Gece'nin artık saymayı bıraktığım bir diğer anısından sonra artık iyice sıkılıyorum. Çünkü bir vapur gezisi, ki kendisine gezi demem ben resmen işkence, denizin ortasında durmuş ve motorlarda bir arızası olduğu için yarım saattir bizi burada öylece bekletiyor. Üstelik akşam, üstelik ben ve ağır depresyonum üzerimize incecik bir hırkadan başka bir şey almadık, üstelik Gece'yle birlikteyim.
Tamam, Gece'yle birlikte olmak hiç de kötü bir şey değil.

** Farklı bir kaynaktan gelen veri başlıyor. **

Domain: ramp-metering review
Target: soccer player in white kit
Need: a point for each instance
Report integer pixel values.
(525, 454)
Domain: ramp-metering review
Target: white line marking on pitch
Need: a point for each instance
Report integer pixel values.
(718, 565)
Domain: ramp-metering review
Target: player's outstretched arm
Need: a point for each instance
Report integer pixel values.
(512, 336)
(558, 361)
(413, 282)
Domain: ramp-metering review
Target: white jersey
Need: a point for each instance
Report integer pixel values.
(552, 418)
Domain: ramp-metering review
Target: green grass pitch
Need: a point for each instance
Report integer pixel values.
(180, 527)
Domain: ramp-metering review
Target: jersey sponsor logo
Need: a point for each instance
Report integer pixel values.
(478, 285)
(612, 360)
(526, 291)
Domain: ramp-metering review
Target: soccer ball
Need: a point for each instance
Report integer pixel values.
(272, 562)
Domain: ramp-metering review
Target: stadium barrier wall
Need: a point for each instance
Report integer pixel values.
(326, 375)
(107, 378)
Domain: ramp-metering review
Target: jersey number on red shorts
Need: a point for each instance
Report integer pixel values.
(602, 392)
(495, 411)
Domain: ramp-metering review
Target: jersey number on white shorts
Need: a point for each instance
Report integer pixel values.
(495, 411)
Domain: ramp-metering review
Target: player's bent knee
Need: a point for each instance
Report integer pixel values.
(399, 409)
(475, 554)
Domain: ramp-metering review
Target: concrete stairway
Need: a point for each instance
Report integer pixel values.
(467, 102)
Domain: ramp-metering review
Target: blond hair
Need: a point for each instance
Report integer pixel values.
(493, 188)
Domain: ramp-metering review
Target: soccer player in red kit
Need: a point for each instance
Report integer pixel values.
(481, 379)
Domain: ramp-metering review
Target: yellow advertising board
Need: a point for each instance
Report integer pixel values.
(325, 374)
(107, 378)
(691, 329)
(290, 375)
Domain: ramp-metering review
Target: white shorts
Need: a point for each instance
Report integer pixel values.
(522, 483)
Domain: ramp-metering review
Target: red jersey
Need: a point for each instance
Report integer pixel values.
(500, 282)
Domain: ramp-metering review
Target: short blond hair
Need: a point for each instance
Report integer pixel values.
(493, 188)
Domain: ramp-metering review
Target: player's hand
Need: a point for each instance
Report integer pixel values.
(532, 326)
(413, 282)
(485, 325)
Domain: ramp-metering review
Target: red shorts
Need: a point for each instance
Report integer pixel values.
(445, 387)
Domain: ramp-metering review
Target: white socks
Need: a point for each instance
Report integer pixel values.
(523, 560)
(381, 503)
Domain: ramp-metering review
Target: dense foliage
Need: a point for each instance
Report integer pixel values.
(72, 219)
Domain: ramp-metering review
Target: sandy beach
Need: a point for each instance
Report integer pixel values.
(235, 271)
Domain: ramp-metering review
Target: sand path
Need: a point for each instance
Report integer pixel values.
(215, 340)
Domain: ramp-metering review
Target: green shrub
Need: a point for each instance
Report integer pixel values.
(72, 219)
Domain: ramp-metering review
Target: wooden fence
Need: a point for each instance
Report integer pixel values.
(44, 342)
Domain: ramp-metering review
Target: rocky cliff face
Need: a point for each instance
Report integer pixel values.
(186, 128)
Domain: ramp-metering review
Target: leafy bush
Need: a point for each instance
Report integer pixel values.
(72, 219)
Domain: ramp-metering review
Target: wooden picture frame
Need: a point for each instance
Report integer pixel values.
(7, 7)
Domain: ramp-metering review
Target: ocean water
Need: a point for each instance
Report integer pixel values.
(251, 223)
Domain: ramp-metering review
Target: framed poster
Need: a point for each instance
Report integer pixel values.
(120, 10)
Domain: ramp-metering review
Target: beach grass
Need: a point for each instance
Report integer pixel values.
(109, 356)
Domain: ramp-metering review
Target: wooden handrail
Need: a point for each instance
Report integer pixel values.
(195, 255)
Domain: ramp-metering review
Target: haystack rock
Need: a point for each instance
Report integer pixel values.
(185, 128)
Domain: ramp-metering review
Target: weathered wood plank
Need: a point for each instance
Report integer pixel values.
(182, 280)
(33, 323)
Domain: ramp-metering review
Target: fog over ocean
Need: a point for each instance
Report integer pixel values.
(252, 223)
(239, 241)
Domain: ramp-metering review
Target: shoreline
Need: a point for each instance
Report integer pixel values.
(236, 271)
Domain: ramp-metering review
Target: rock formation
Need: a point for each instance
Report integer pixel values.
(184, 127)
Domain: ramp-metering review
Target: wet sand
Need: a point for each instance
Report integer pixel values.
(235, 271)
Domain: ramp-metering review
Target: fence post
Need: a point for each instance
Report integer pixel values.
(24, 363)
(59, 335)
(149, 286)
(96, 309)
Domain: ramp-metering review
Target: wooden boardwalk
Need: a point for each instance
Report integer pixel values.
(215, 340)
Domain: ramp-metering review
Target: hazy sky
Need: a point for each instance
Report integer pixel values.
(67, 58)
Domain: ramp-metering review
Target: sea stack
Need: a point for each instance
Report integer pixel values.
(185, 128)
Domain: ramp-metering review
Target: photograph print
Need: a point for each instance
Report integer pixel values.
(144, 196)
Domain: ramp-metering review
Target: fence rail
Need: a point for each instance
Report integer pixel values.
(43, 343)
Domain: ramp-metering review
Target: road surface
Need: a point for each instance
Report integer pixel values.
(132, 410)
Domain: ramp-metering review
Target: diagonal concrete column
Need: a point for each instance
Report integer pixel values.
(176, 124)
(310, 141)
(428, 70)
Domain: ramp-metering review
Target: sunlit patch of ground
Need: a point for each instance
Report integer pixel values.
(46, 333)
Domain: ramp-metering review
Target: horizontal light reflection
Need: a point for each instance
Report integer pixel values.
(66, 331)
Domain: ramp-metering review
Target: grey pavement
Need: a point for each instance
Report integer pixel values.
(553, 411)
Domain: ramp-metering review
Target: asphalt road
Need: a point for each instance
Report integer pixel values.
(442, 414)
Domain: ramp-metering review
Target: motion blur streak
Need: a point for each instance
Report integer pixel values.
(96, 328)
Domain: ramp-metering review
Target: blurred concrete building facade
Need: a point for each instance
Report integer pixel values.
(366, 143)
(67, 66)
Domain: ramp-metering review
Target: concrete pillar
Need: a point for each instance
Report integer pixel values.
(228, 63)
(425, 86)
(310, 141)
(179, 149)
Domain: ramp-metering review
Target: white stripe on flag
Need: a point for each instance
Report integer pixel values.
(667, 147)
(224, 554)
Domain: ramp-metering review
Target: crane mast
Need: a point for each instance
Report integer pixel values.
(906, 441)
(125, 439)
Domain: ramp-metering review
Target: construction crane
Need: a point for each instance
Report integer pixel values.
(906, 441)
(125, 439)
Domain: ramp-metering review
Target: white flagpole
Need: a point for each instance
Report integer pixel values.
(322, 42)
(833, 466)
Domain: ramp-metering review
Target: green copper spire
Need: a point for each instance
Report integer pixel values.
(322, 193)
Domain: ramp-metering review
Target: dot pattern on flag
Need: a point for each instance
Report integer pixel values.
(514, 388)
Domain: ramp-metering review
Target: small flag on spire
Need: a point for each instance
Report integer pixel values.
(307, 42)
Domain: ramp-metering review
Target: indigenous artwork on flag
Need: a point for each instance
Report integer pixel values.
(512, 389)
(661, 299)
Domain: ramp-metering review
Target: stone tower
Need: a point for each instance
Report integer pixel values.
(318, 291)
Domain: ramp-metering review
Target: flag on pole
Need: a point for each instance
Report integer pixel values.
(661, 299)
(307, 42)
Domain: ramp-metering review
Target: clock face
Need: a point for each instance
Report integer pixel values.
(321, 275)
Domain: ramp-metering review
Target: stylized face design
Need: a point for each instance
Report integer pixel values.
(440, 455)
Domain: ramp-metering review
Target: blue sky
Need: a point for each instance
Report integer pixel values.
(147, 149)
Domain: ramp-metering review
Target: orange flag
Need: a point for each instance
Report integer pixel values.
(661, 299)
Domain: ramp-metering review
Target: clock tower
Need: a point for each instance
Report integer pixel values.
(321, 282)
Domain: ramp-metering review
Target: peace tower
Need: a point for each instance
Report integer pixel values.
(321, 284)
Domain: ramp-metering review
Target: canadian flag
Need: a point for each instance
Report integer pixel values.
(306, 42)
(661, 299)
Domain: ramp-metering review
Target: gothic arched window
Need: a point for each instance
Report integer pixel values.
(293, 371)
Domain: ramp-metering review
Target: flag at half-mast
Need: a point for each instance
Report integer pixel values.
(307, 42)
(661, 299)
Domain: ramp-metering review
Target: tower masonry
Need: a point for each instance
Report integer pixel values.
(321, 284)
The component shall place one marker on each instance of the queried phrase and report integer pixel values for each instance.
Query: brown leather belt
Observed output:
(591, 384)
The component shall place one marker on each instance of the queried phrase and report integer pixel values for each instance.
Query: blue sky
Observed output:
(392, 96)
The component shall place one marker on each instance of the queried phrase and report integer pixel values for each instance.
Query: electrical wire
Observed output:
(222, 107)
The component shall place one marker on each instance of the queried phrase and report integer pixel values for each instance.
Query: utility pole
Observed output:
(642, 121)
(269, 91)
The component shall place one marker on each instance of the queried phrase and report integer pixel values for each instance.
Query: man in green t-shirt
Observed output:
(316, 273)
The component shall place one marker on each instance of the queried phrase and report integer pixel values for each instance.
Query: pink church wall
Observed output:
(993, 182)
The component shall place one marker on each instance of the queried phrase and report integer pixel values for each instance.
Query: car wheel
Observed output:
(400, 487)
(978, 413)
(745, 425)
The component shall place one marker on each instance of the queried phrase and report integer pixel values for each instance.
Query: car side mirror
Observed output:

Ama hayatımın en kötü günlerinden birini geçiriyor olmam gerekirken, ilk defa birkaç gündür tanıdığım bir erkek tarafından önemseniyorum ve bu tüm hissettiğim o saçma şeylerden yavaş yavaş uzaklaşmamı sağlıyor. Kendimi çaresiz ve yalnız hissettiğim tüm o anlarda nasıl başa çıktığımı düşünürken, Gece ve o morali bozuk sesi beni çekip çıkarıyor.
''Beni dinliyor musun?'' dürüstçe cevap veriyorum.
''Evet.''
''Peki, en son ne dedim?''
''Bilmiyorum.''
''Bak işte, dinlemiyorsun.''
''Kız gibi trip mi atacaksın Gece?'' önce yüzünü buruştursa da, sonra bunu unutmak ister gibi başını iki yana sallayıp etrafa bakınmaya başlıyor. Gece, her farklı akşam farklı bir yakışıklılıkla çıkıyor karşıma. Akşam yemeğinden sonra gelip, sanki ailemin önceden haberi varmış gibi sadece beni evden alıyor oluşu bile ayrı bir gizemdi. Özellikle beyaz tişörtünün üzerine giydiği siyah ceketi, siyah kotu ve siyah Adidas spor ayakkabıları, geriye atıp değişiklik yapmış olduğu şekilli saçlarıyla oldukça cazip duruyor karşımda. Yakışıklı, havalı, çekimi kuvvetli ve karizmatik. Kendimi onun yanında güvende hissediyorum.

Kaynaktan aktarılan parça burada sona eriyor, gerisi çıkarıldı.